When the Supreme Court handed down Dobbs v. Jackson Women's Health Organization, which overturned Roe V. Wade and Planned Parenthood v. Casey, progressives had a hissy fit. Suddenly, abortion was no longer a constitutional right! America had entered the alternate universe of The Handmaid’s Tale! And yes, certainly, their outrage was genuine enough. Roe v. Wade and the body of law emanating from it was in a sense progressivism’s Maga Carta. Of all issues on the progressive agenda, the “right to choose” was the one that generated the most passion.
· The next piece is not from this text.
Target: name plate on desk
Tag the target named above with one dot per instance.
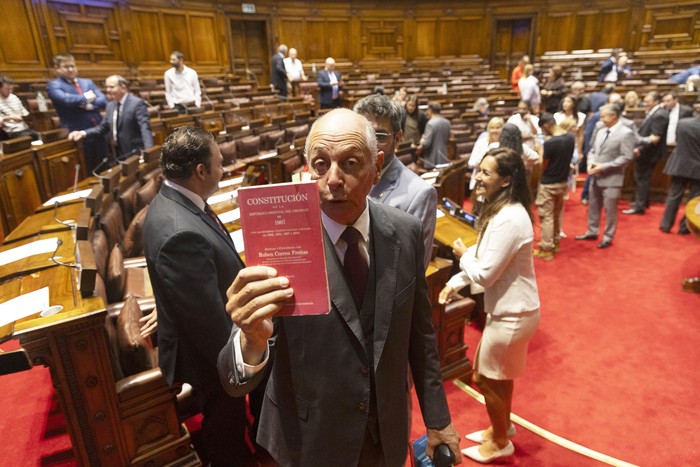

But in their heart of hearts, progressives were delighted as well. For it seemed to them that the Supreme Court had handed Democrats a sure-fire midterm election issue. Salvia filled their mouths as they contemplated the harvest of birthing person votes suddenly ripe for the reaping in suburban America. And for a moment it looked as though they might be right. The gathering red wave, generated by dissatisfaction with the worrisome state of the country and the Biden Administration’s ineptitude, suddenly lost its mojo. Perhaps the red wave would prove to be a ripple. Perhaps, even, the Democrats would hold both their House and Senate majorities. It was the brief summer of their content.
Then came the chill gusts of autumn.
Dobbs was handed down on June 22, 2022. Today, four months later, the hot-button issue of the summer has faded away. Recent polling shows that just 5% of voters rate abortion as a top issue. For most Americans, their top three concerns are the economy, law and order, and the border crisis. Of this trinity, economic concerns, headlined by out-of-control inflation, lead the way by a considerable stretch. Democrats placed a big bet on abortion-as-issue. It hasn’t paid off.
With the benefit of hindsight, it’s easy to see why this happened. Portentous Dobbs certainly was, but it didn’t overturn the table and smash all the china. In the immediate aftermath of the decision, many Americans assumed that the Supreme Court had “outlawed abortion”—a false impression that pro-choice activists were more than happy to encourage. But in reality, Dobbs left the corpus of state laws bearing on abortion untouched; Nothing changed except on the initiative of state governments. In Indiana, for example, the legislature passed and the governor signed a bill banning abortion in the state, with health, fetal viability, rape and incest exceptions. Subsequently a state court blocked implementation of the new law pending review by the Indiana Supreme Court, which will take up the case in January 2023. In California and Oregon, meanwhile, laws that effectively legalize abortion throughout pregnancy remain in place.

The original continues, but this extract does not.